The £250 million transfer from capital to revenue funding was revealed in supplementary estimates – a document published by the Treasury which details last-minute adjustments to departmental spending plans at the end of the financial year.
But the documents also reveal hundreds of millions of pounds of transfers between different parts of the DfE’s budget without any explanation. The department refused to explain the transfers when approached by Schools Week.
Instead the department said the estimates “unite a variety of programme lines under each budget – many movements reflect a combination of changes to forecasts driven by take up, delivery, reprioritisations through the year which are not connected to pay”.
The DfE also refused to explain a £7.3 million “movement” of school resource management budgets and a £6.4 million “decrease” to resource management “deployments”.
Neither could it explain £11.5 million in “decreases” to the school water strategy or a “reallocation” of £8 million from the budget for full fibre broadband in schools. A “general surrender” of £30 million back to the Treasury also went unexplained.
‘Robbing Peter to pay Paul’
The DfE had even refused to provide detailed figures for where the money for the pay grant came from under freedom of information on the basis that the detail would be revealed in the estimates.
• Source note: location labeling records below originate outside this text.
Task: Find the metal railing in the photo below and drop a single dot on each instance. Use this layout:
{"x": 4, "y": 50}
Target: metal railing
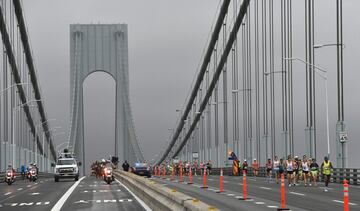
{"x": 337, "y": 174}
{"x": 18, "y": 176}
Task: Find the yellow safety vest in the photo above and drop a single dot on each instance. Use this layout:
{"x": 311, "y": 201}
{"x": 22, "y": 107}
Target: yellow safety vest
{"x": 326, "y": 168}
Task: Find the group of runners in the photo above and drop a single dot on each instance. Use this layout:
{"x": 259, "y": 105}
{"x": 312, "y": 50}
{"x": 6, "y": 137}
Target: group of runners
{"x": 196, "y": 168}
{"x": 295, "y": 169}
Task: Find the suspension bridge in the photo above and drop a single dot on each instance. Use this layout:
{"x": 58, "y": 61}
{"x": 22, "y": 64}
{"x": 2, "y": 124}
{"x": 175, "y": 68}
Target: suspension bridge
{"x": 258, "y": 94}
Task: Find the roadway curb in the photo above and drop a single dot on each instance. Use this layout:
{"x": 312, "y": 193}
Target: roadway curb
{"x": 159, "y": 197}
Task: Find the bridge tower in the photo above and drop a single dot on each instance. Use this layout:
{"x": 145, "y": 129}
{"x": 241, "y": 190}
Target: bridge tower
{"x": 93, "y": 48}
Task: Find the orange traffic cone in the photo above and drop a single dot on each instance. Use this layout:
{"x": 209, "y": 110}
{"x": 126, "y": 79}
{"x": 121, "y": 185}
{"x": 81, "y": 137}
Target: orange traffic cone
{"x": 164, "y": 172}
{"x": 221, "y": 181}
{"x": 190, "y": 177}
{"x": 346, "y": 195}
{"x": 283, "y": 203}
{"x": 181, "y": 180}
{"x": 204, "y": 179}
{"x": 244, "y": 187}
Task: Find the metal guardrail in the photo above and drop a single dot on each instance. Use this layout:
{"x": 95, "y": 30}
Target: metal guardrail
{"x": 41, "y": 175}
{"x": 337, "y": 175}
{"x": 159, "y": 197}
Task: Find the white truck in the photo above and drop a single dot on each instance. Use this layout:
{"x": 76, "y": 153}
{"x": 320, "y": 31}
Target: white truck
{"x": 66, "y": 167}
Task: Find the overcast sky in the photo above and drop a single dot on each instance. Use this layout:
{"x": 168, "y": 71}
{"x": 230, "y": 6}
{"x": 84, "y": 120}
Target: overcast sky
{"x": 166, "y": 40}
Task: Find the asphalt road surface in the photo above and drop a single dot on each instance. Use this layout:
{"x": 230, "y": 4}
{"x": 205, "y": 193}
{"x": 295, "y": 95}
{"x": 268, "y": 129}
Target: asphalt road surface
{"x": 88, "y": 193}
{"x": 265, "y": 195}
But no detail was included.
Paul Whiteman, general secretary of school leaders’ union NAHT, said the government “must fund competitive pay for teachers and leaders, but that should not be to the detriment of the school infrastructure”.
“We have been raising the alarm for years over the state of disrepair when it comes to the school estate,” he said.
“That investment really can’t be put off either, lest we hit another emergency like the crumbly concrete crisis. It’s hard to think of a clearer example of robbing Peter to pay Paul.”
A DfE spokesperson insisted that “no capital projects or programmes have been reduced or stopped to fund the teacher pay deal”.
Capital programmes at ‘same scale’
Underspends “across the whole department” helped it to fund the pay grant, including “demand-driven underspends on the National Tutoring Programme and capital underspends driven by challenging construction sector market conditions”.
The spokesperson added: “All capital programmes will be delivered at the same scale and, as we have always made clear, no frontline services in schools or colleges will be affected.”
The 10-year school rebuilding scheme launched in 2020. The DfE previously said it would build 500 schools over the course of “this decade”. It has said in comments that it will finish in 2030.
But, in a letter last May to Jane Balderstone, the senior responsible officer for the programme, DfE permanent secretary Susan Acland-Hood said the scheme was now “scheduled to run until 2032”.
The DfE insisted the programme had “not been pushed back or cut, and neither has any other capital programme”.
The rebuilding scheme was “set up with the aim of entering 50 projects a year – on average – into delivery over 10 years. The department is on track to deliver that”.